Rewrote a Ticker Plant's in-memory database, to make it more scalable and more robust
Prior to the work, there was significant contention on the database locks. Update times of over 50 ms were observed under heavy update loads, which were 50,000 times longer than the goal of 1 μs. At heavy loads, when the machine had little spare CPU, processes would acquire internal database locks and then be scheduled off their CPUs, causing other processes to block until the original process was scheduled back onto the CPU by the operating system. This work eliminated all internal database locks with a lockless database update algorithm, fixing this problem (afterwards, a process getting scheduled off did not impact the performance of other processes because it could not hold a lock needed by other processes). This work also made the database more robust, as previously the entire system would hang if a process died while holding an internal database lock; after the rewrite, a process dying would not impact other processes through its holding any internal database resources.

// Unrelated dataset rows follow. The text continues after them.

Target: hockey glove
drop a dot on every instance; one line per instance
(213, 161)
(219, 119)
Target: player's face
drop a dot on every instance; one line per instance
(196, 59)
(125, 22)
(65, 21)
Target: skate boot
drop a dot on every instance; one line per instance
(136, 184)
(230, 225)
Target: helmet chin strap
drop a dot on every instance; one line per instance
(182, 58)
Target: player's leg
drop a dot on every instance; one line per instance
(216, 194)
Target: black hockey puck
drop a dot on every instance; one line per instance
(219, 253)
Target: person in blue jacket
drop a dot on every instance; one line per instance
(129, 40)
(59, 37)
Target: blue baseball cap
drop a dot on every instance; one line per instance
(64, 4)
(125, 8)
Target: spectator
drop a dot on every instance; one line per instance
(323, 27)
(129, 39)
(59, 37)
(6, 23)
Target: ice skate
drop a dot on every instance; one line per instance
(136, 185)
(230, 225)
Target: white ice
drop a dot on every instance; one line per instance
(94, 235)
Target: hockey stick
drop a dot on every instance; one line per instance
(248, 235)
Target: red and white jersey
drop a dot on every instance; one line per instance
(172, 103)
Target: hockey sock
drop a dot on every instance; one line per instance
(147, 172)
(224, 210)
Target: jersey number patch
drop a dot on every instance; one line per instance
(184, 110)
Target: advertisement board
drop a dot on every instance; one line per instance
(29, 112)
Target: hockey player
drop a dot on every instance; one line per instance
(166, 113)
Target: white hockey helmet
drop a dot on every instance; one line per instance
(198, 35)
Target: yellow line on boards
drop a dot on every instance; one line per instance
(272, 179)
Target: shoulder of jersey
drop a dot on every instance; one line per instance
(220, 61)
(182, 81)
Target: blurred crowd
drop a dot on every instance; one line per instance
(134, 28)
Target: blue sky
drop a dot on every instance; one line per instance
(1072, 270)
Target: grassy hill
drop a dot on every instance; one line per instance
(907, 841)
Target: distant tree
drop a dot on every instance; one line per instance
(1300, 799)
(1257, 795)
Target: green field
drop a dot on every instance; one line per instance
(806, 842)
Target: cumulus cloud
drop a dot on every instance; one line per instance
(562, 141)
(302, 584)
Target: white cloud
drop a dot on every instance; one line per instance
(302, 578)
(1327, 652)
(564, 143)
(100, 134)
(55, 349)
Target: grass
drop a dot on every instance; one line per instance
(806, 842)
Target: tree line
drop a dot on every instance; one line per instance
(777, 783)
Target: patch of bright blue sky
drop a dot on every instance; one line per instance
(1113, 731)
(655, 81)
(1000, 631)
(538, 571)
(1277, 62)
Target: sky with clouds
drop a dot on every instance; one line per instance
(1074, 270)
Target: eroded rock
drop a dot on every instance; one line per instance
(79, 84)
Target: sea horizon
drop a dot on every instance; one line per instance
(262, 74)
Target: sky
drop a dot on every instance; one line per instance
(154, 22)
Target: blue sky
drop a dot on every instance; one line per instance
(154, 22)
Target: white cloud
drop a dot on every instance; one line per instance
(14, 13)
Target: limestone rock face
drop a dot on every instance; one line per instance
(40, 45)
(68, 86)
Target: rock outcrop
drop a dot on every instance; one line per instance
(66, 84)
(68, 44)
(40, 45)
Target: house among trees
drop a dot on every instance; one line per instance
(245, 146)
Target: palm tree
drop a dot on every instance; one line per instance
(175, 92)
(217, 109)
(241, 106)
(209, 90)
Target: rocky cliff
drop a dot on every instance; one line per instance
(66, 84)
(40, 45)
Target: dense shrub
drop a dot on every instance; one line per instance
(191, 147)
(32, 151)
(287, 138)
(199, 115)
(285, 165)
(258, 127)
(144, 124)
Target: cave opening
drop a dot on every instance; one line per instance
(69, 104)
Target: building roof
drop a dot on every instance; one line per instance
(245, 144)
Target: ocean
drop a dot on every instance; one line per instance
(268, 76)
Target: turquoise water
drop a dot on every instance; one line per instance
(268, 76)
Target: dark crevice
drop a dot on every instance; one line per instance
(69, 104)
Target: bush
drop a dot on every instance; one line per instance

Improved multicast data distribution system
This work was done in multiple projects over several years. One aspect of this work was making improvements to the proprietary multicast protocol so that it would scale properly to the increasing throughput. Another aspect was creating a library for iterating over the contents of the multicast stream. Prior to this library, this logic was duplicated in multiple client code bases, making it very difficult to change the wire format. Supporting the library required distributing software to different groups and porting the library to new platforms when the need arose, such as to Linux/i386. All of the work described above required rewriting legacy code into object-oriented, testable units and building unit testing suites, which was especially important as this system was extremely critical and gradual releases unfortunately were impossible.
Created a low latency TCP data distribution protocol and server
An instance of this server accepted a data feed and distributed it to several clients, connected either over TCP or UNIX domain sockets. The server was designed from ground up for high throughput and low latency data. Every aspect of the server was unit tested fully.
Developed and deployed software for a continuously available Ticker Plant
Downtime was not acceptable for this Ticker Plant, and any partial loss or reduction in service had a huge impact on the client base. Within this demanding framework, however, large projects were executed. Enormous effort was put into testing and constructing software in order to minimize the chance of failures and to raise alerts when these occurred. Releases were staged carefully and coordinated with other groups; outages were handled as quickly as possible, even if it required logging into the system late at night or on the weekend.
Created a Java spreadsheet program
The program could undo and redo an arbitrary number of actions. In addition, it supported Excel-style formulas in cells and allowed different formatting in different cells (bold, underline, italics, etc). It also supported having multiple spreadsheets open at once and could save spreadsheets to and load spreadsheets from disk.